Policy Implications and ESG Outlook

While the Trump administration has been revoking key electric vehicle (EV) initiatives, including Biden’s 50% EV sales target for 2030, Piet suggested that industrial momentum would continue due to existing business interests and investments. Even as Trump ordered a 90-day pause to funding under the Inflation Reduction Act (IRA), Piet sees ESG commitments as remaining integral to businesses.

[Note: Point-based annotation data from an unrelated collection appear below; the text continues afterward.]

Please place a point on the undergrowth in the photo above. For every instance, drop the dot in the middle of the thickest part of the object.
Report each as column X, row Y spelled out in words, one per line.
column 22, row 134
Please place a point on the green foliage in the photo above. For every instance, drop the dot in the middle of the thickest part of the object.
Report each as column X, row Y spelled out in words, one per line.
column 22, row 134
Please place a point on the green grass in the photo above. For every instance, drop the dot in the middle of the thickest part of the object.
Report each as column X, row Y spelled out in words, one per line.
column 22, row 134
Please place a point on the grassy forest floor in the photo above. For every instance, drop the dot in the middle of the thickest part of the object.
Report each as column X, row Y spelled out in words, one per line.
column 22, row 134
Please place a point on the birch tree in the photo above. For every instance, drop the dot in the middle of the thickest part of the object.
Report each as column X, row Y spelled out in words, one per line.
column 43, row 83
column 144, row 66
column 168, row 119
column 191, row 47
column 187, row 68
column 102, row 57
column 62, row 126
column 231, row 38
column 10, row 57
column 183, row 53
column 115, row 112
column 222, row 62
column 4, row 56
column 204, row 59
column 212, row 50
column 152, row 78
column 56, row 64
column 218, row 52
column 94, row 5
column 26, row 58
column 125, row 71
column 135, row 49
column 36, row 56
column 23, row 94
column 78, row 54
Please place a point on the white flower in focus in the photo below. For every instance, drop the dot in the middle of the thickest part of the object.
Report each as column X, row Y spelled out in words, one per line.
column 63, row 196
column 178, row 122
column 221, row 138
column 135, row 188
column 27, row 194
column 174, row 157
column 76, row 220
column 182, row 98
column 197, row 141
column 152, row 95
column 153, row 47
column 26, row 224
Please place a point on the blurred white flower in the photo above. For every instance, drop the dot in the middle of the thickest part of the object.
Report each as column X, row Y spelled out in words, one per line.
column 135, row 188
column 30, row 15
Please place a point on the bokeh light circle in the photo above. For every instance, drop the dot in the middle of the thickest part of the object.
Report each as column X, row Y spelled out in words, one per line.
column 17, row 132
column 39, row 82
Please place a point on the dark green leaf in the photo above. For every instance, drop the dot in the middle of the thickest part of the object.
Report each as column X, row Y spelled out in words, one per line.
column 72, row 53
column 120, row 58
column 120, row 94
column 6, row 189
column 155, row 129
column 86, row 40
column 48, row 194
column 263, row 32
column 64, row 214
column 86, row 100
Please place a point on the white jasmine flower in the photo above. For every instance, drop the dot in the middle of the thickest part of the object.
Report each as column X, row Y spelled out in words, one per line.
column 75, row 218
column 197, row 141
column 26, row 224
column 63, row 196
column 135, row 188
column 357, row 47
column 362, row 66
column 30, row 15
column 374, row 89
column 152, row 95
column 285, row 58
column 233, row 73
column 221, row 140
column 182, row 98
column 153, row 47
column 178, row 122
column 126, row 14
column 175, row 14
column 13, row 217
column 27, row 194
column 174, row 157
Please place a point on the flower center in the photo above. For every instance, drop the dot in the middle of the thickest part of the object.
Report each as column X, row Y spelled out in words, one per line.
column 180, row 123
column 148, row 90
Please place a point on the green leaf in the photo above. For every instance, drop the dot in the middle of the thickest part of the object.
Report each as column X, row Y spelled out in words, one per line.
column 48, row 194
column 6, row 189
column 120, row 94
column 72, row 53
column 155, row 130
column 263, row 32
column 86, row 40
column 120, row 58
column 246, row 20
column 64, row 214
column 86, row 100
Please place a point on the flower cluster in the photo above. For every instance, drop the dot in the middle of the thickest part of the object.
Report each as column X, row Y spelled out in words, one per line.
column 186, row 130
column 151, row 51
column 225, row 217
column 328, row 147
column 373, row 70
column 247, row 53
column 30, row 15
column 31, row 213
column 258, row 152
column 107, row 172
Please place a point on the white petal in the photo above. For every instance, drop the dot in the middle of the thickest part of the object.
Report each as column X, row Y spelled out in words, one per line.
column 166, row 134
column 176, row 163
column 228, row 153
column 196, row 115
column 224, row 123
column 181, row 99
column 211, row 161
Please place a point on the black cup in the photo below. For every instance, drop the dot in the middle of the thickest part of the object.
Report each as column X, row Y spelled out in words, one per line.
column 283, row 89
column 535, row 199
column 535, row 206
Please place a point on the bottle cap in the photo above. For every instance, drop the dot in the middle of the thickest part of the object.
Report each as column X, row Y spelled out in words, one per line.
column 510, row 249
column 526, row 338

“Even the Inflation Reduction Act [IRA] is actually very much supported by a series of actors in the industrial sector. While strategies may shift under some Trump administration policies, fundamental incentives to stabilize critical mineral supply chains are unlikely to disappear entirely,” Piet stated.

Fastmarkets special correspondent Andrea Hotter reinforced this idea. “That’s because the vast majority of projects, jobs created, and project values are located in Republican states, making a halt economically risky.”

Regardless of the political climate, Piet said ESG commitments are seen as a risk mitigation strategy, ensuring companies maintain credibility and long-term viability in supply chain investments.

Lessons from global leaders

According to Isabelle Dupraz, lessons abound from other nations advancing critical minerals strategies. Canada and Australia exemplify effective approaches:

Canada has implemented cross-ministerial regulatory harmonization to accelerate mineral extraction timelines.

Australia has improved project bankability via initiatives like Export Finance Australia (EFA) support and a 10% Critical Minerals Tax Credit under the CMPTI.

For U.S. policymakers and economists considering the potential of Trump administration strategies, these proactive frameworks highlight clear pathways to overcoming domestic resource challenges and strengthening critical mineral supply chains under shifting administrations.